Automated Invariant Discovery for Efficient Security Checks
Responsabile del progetto all'USI: Natasha Sharygina
Data di inizio: 1 Ottobre 2009
Durata: 36 mesi
- Facoltà di scienze informatiche
- Hasler Foundation
If someone is looking to perform a program verification task today, the most probable candidate will be model checking, the technique allows exhaustive exploration of the entire state-space for violations of a property of interest. However, it suffers from the state-space explosion problem, i.e., the size of the state-space often exceeds the capacity of the tool. Therefore, the main research challenge when applying model checking to large-scale software is to address the scalability problem. A possible answer is program abstraction an approach to construction of program models that preserve important properties of the original program. A number of abstraction methods are already known, however none by itself is sufficiently good for a sound and efficient analysis of large-scale software.
The main difficulty is evident: modern programs are large and operate huge sets of data; that all should be accurately (i.e. precisely and scalably) handled by the abstraction technique.
In our earlier work we build program abstractions, which are driven by the property domains.
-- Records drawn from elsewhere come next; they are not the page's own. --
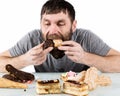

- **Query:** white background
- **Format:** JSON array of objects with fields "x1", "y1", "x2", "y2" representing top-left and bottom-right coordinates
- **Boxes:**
[{"x1": 0, "y1": 0, "x2": 120, "y2": 71}]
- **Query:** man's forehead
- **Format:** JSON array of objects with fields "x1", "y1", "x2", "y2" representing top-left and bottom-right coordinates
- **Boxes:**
[{"x1": 42, "y1": 12, "x2": 69, "y2": 20}]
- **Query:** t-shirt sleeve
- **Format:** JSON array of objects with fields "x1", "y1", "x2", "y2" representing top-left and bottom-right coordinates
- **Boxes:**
[
  {"x1": 85, "y1": 31, "x2": 111, "y2": 56},
  {"x1": 9, "y1": 30, "x2": 40, "y2": 57}
]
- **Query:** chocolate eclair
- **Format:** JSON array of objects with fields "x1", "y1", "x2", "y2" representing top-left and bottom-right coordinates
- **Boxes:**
[{"x1": 3, "y1": 64, "x2": 35, "y2": 83}]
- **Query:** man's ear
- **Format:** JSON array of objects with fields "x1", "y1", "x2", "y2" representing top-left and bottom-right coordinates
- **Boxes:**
[{"x1": 72, "y1": 20, "x2": 77, "y2": 32}]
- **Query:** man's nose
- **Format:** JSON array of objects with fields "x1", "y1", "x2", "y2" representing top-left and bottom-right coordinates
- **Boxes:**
[{"x1": 48, "y1": 24, "x2": 59, "y2": 34}]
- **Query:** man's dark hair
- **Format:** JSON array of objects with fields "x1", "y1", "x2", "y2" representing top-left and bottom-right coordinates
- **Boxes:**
[{"x1": 41, "y1": 0, "x2": 75, "y2": 22}]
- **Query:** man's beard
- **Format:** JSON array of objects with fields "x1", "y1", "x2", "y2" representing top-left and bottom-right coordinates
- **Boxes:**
[{"x1": 46, "y1": 29, "x2": 73, "y2": 41}]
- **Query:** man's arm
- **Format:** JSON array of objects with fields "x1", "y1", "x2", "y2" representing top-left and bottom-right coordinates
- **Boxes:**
[
  {"x1": 59, "y1": 41, "x2": 120, "y2": 72},
  {"x1": 83, "y1": 49, "x2": 120, "y2": 72}
]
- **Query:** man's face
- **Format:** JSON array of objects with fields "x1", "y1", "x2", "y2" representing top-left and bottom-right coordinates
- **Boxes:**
[{"x1": 41, "y1": 12, "x2": 74, "y2": 41}]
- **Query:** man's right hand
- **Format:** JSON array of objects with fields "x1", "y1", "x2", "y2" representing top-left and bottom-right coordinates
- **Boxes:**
[{"x1": 22, "y1": 43, "x2": 53, "y2": 65}]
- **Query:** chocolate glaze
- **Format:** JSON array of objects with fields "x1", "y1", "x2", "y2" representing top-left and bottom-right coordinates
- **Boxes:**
[
  {"x1": 38, "y1": 79, "x2": 59, "y2": 84},
  {"x1": 3, "y1": 64, "x2": 35, "y2": 82}
]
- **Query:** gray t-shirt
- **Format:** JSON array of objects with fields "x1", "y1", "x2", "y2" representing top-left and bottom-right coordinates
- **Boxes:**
[{"x1": 9, "y1": 29, "x2": 110, "y2": 72}]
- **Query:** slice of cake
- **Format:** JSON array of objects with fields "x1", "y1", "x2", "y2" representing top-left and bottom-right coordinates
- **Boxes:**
[
  {"x1": 63, "y1": 80, "x2": 89, "y2": 96},
  {"x1": 36, "y1": 79, "x2": 61, "y2": 94}
]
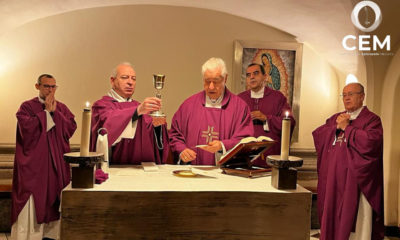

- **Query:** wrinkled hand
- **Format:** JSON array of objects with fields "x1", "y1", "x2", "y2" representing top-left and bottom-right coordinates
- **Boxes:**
[
  {"x1": 137, "y1": 97, "x2": 161, "y2": 115},
  {"x1": 336, "y1": 113, "x2": 350, "y2": 131},
  {"x1": 153, "y1": 117, "x2": 167, "y2": 127},
  {"x1": 250, "y1": 110, "x2": 267, "y2": 122},
  {"x1": 201, "y1": 140, "x2": 222, "y2": 153},
  {"x1": 179, "y1": 148, "x2": 196, "y2": 162},
  {"x1": 44, "y1": 93, "x2": 57, "y2": 112}
]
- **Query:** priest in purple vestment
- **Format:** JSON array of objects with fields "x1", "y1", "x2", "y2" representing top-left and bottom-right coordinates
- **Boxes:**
[
  {"x1": 11, "y1": 74, "x2": 76, "y2": 239},
  {"x1": 169, "y1": 58, "x2": 254, "y2": 165},
  {"x1": 91, "y1": 63, "x2": 169, "y2": 164},
  {"x1": 238, "y1": 63, "x2": 296, "y2": 167},
  {"x1": 313, "y1": 83, "x2": 384, "y2": 240}
]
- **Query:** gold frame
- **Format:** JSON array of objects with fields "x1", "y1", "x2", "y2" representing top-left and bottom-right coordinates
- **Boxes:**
[{"x1": 232, "y1": 40, "x2": 303, "y2": 142}]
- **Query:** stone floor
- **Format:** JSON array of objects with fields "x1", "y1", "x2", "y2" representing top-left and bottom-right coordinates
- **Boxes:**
[{"x1": 0, "y1": 232, "x2": 400, "y2": 240}]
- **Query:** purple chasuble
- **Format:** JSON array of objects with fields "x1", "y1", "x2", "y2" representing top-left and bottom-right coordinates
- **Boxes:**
[
  {"x1": 11, "y1": 97, "x2": 76, "y2": 224},
  {"x1": 313, "y1": 107, "x2": 384, "y2": 240},
  {"x1": 238, "y1": 87, "x2": 296, "y2": 167},
  {"x1": 91, "y1": 96, "x2": 169, "y2": 164},
  {"x1": 169, "y1": 88, "x2": 254, "y2": 165}
]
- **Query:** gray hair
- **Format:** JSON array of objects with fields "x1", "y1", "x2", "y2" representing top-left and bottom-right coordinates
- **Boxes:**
[
  {"x1": 111, "y1": 62, "x2": 133, "y2": 78},
  {"x1": 37, "y1": 73, "x2": 55, "y2": 85},
  {"x1": 201, "y1": 57, "x2": 228, "y2": 78}
]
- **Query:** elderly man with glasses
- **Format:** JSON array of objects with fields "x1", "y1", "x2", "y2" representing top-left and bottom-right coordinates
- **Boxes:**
[
  {"x1": 11, "y1": 74, "x2": 76, "y2": 240},
  {"x1": 313, "y1": 83, "x2": 384, "y2": 240},
  {"x1": 170, "y1": 58, "x2": 254, "y2": 165}
]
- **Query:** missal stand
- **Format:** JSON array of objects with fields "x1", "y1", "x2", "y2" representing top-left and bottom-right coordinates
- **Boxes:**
[
  {"x1": 267, "y1": 155, "x2": 303, "y2": 189},
  {"x1": 64, "y1": 152, "x2": 104, "y2": 188},
  {"x1": 217, "y1": 141, "x2": 275, "y2": 178}
]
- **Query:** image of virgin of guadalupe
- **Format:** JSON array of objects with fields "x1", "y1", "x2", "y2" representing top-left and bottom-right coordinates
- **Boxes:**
[{"x1": 261, "y1": 53, "x2": 281, "y2": 90}]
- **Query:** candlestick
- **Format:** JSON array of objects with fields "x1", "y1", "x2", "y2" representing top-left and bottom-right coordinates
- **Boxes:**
[
  {"x1": 281, "y1": 111, "x2": 290, "y2": 160},
  {"x1": 81, "y1": 102, "x2": 92, "y2": 157}
]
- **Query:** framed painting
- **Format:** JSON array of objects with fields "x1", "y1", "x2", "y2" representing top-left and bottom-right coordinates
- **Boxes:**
[{"x1": 232, "y1": 41, "x2": 303, "y2": 142}]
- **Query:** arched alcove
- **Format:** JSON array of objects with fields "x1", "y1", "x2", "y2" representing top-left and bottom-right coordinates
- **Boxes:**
[{"x1": 381, "y1": 44, "x2": 400, "y2": 226}]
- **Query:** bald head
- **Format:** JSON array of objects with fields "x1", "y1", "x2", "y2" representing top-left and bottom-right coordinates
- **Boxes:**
[{"x1": 110, "y1": 62, "x2": 136, "y2": 98}]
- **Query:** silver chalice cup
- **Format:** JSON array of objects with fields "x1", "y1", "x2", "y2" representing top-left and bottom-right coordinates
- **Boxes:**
[{"x1": 150, "y1": 74, "x2": 165, "y2": 117}]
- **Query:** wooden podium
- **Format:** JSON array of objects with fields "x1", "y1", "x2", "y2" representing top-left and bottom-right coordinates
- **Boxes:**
[{"x1": 217, "y1": 141, "x2": 275, "y2": 178}]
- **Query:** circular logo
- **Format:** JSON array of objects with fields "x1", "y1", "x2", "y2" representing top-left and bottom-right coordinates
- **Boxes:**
[{"x1": 351, "y1": 1, "x2": 382, "y2": 32}]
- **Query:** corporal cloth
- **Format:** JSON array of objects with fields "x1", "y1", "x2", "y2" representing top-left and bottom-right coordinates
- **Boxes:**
[
  {"x1": 11, "y1": 97, "x2": 76, "y2": 224},
  {"x1": 313, "y1": 107, "x2": 384, "y2": 240},
  {"x1": 238, "y1": 87, "x2": 296, "y2": 167},
  {"x1": 169, "y1": 88, "x2": 254, "y2": 165},
  {"x1": 91, "y1": 96, "x2": 168, "y2": 164}
]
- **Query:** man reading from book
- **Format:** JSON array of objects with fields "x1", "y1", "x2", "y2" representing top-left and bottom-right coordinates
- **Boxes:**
[{"x1": 169, "y1": 58, "x2": 254, "y2": 165}]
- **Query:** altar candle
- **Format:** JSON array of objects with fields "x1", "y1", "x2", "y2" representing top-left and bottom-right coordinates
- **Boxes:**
[
  {"x1": 281, "y1": 111, "x2": 290, "y2": 160},
  {"x1": 81, "y1": 102, "x2": 92, "y2": 157}
]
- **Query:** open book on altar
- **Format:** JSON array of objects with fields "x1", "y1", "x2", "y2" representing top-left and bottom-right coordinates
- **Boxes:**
[{"x1": 217, "y1": 136, "x2": 275, "y2": 177}]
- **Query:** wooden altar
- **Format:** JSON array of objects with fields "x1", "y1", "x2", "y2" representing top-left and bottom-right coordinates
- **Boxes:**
[{"x1": 61, "y1": 165, "x2": 311, "y2": 240}]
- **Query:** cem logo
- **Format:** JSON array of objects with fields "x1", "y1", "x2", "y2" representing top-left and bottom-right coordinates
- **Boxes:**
[{"x1": 342, "y1": 1, "x2": 390, "y2": 51}]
In particular, by doing loop summarization we tackle the key problem: infinite program fragments such as loops or recursive functions should be represented by a finite summary. It is crucial to have such summaries both small and precise in representing the semantics of the original program fragment. Construction of abstract domains manually is an art. This project targets this problem and focuses on the automated invariant generation for abstract summaries. In particular, we investigate the following methods:
- Invariant generation using automatic assertions and congruence equations for the loops;
- Iterative strengthening of loop invariants.
Alongside, we study the effective representation of the loop invariants in terms of fast-decidable theories including quantified ones. That enables more compact summaries and faster assertion checks of the summarized program.